Grand moment aussi lorsque les larmes sont venues aux yeux d’un jeune d’Institut Médico Educatif qui se trouvait beau sur sa photo et qui m’en a remercié mille fois. Ce cliché était destinée à être diffusé au public et il était très touché de représenter son établissement à cette occasion. Il a pensé à la fierté que ses parents éprouveraient et ça l’a mis en joie (moi aussi !). Il se baladait partout dans l’établissement en la montrant aux copains.

Un autre moment de grand plaisir a été de voir mes photos choisies par un jeune groupe rennais pour illustrer leur premier EP. La suite a été plus épique… il y a eu une erreur de crédit photo au moment de l’impression du livret et c’est le nom d’un autre photographe qui figure en bonne place sous chacun de mes clichés ! Assez surprenant et déstabilisant.

Ton plus grand rêve serait de photographier qui ?
Pas sûre d’avoir de réponse précise à cette question parce qu’il y a beaucoup de gens que j’aimerais photographier. Si on m’en donnait la possibilité, je crois que ça m’amuserait de photographier des gens connus dans des situations « à contre-emploi» de ce qu’on connaît d’eux. Explorer une forme de taquinerie photographique avec eux me plairait bien. Robert de Niro épluchant des patates dans une cuisine en formica ? (laissez-moi fantasmer…). Ca doit être l’influence d’ Eliott Erwit, dont j’aime énormément le travail, modèle de générosité en matière d’humour dans ses photos.

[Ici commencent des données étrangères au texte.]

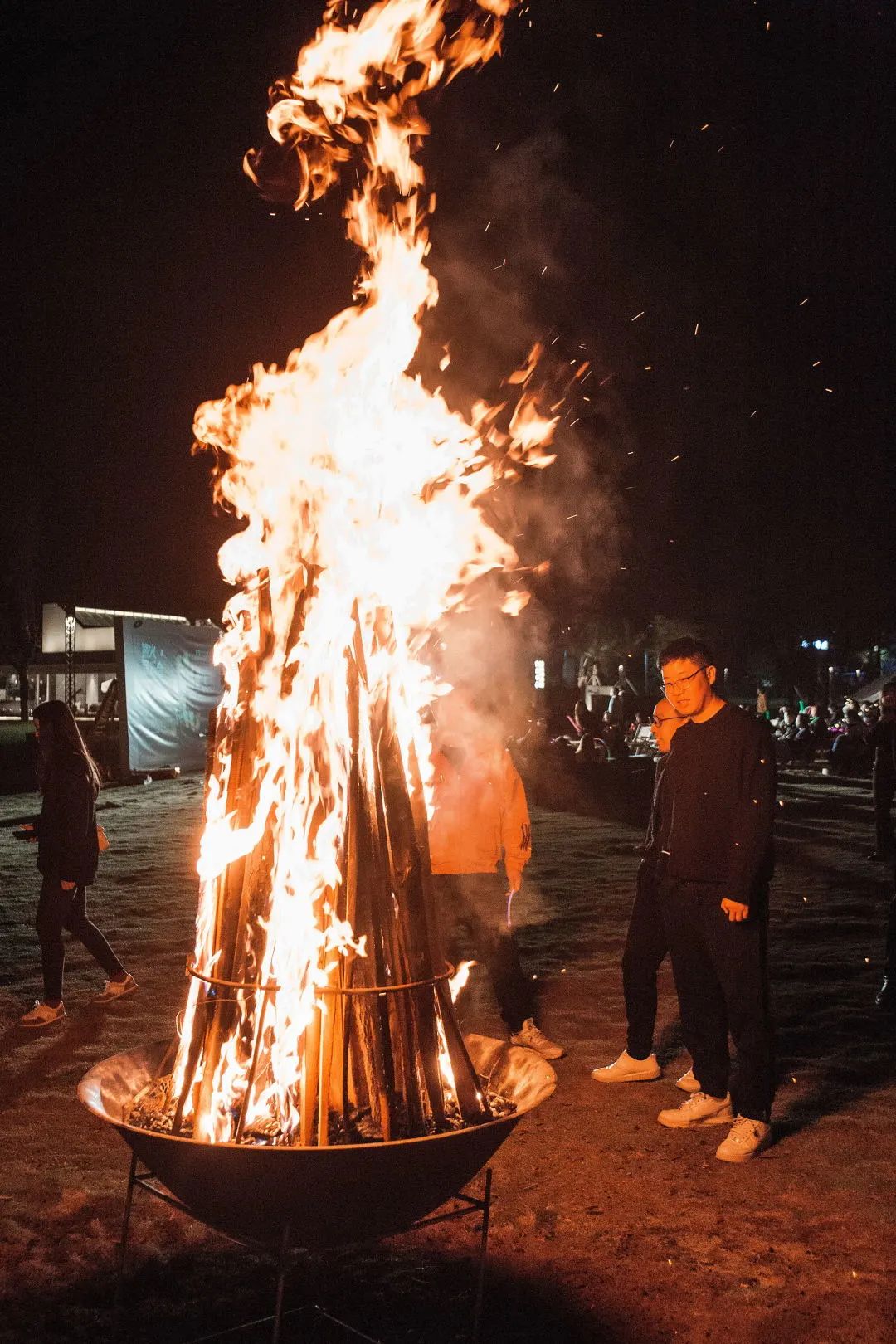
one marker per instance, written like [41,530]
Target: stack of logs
[373,1051]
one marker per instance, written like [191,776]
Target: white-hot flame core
[362,485]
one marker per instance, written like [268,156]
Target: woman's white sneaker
[42,1015]
[116,990]
[746,1138]
[699,1109]
[626,1069]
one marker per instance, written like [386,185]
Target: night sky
[720,168]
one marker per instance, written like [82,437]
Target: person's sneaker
[535,1040]
[746,1138]
[626,1069]
[699,1109]
[885,996]
[116,990]
[42,1015]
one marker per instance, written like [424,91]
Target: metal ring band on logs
[325,990]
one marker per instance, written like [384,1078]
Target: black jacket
[66,828]
[881,741]
[716,802]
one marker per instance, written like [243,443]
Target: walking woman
[67,858]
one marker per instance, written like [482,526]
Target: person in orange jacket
[480,819]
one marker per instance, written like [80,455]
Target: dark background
[144,275]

En règle générale, j’aime les « gueules » chez les hommes. Je les trouve bien plus intéressantes à photographier que la beauté lisse sur laquelle tout le monde s’accorde. L’occasion m’a été donnée de photographier un « vieil » acteur rennais qui voulait actualiser son book. Il a un visage qu’on ne croise pas tous les jours, buriné à souhait alors question contrastes, j’étais servie.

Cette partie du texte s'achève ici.